CLUTO - Software for Clustering High-Dimensional Datasets

The CLUTO data clustering package is currently distributed as a single file that contains binary distributions for Linux, Sun, OSX, and MS Windows platforms.

Getting the files
The first step in getting and using CLUTO is to download the binary distribution file. CLUTO's distribution is available as either a Unix gziped tar file or as a Windows zip file.
Available files for download
Latest experimental release (2.1.2a):
cluto-2.1.2a.tar.gz (20MB) Linux (i686/x86_64), OSX (ppc/i386), SunOS, MSWin (x86_32, x86_64)
cluto-2.1.2a.zip (20MB) Linux (i686/X86_64), OSX (ppc/i386), SunOS, MSWin (x86_32, x86_64)
Latest stable release (2.1.1):
cluto-2.1.1.tar.gz (9.3MB) Linux i686, SunOS, MSWin
cluto-2.1.1.zip (9.3MB) Linux i686, SunOS, MSWin

Older versions of CLUTO can be found here.

Installing
On Unix systems, after downloading CLUTO you need to uncompress and untar it. This is achieved by executing the following command:
gunzip cluto-xxx.tar.gz

tar -xvf cluto-xxx.tar

Of course, 'xxx' is CLUTO's release number that you have downloaded. On Windows systems, you need to have a zip/unzip program (e.g., winzip) in order to unzip the files. In general, you just need to double click on "cluto-xxx.zip" and the file will be unzipped automatically.

At this point you should have a directory named cluto-xxx. This directory contains CLUTO's library, stand-alone clustering programs, and some test datasets.

Documentation
Instructions describing how to use CLUTO can be found at cluto-xxx/manual.pdf. You can get a PDF copy from here.
Converting Documents into CLUTO's Format
A simple perl script called doc2mat that convertes a set of documents into the vector-space format used by CLUTO is provided by downloading the following tar file: doc2mat-1.0.tar.gz.

You can read its online documentation from here.

Datasets
The various datasets used in evaluating the performance of CLUTO's clustering algorithms are available by downloading datasets.tar.gz (28MB file).

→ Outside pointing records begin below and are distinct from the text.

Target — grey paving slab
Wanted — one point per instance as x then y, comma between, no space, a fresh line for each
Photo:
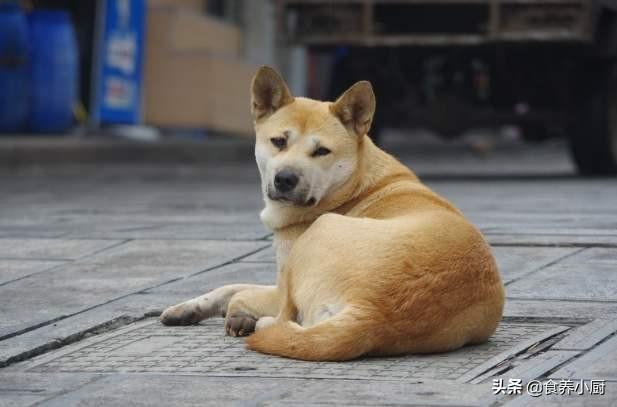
14,269
131,307
599,363
125,269
194,230
588,335
569,281
515,262
528,367
264,256
167,390
149,347
52,249
609,399
551,240
17,389
583,310
594,255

Finally, the various datasets used in evaluating the Chameleon clustering algorithm are available by downloading chameleon-data.tar.gz.

Copyright & License Notice
CLUTO is copyrighted by the Regents of the University of Minnesota. It can be freely used for educational and research purposes by non-profit institutions and US government agencies only. Other organizations are allowed to use CLUTO only for evaluation purposes, and any further uses will require prior approval. The software may not be sold or redistributed without prior approval. One may make copies of the software for their use provided that the copies, are not sold or distributed, are used under the same terms and conditions.

As unestablished research software, this code is provided on an "as is'' basis without warranty of any kind, either expressed or implied. The downloading, or executing any part of this software constitutes an implicit agreement to these terms. These terms and conditions are subject to change at any time without prior notice.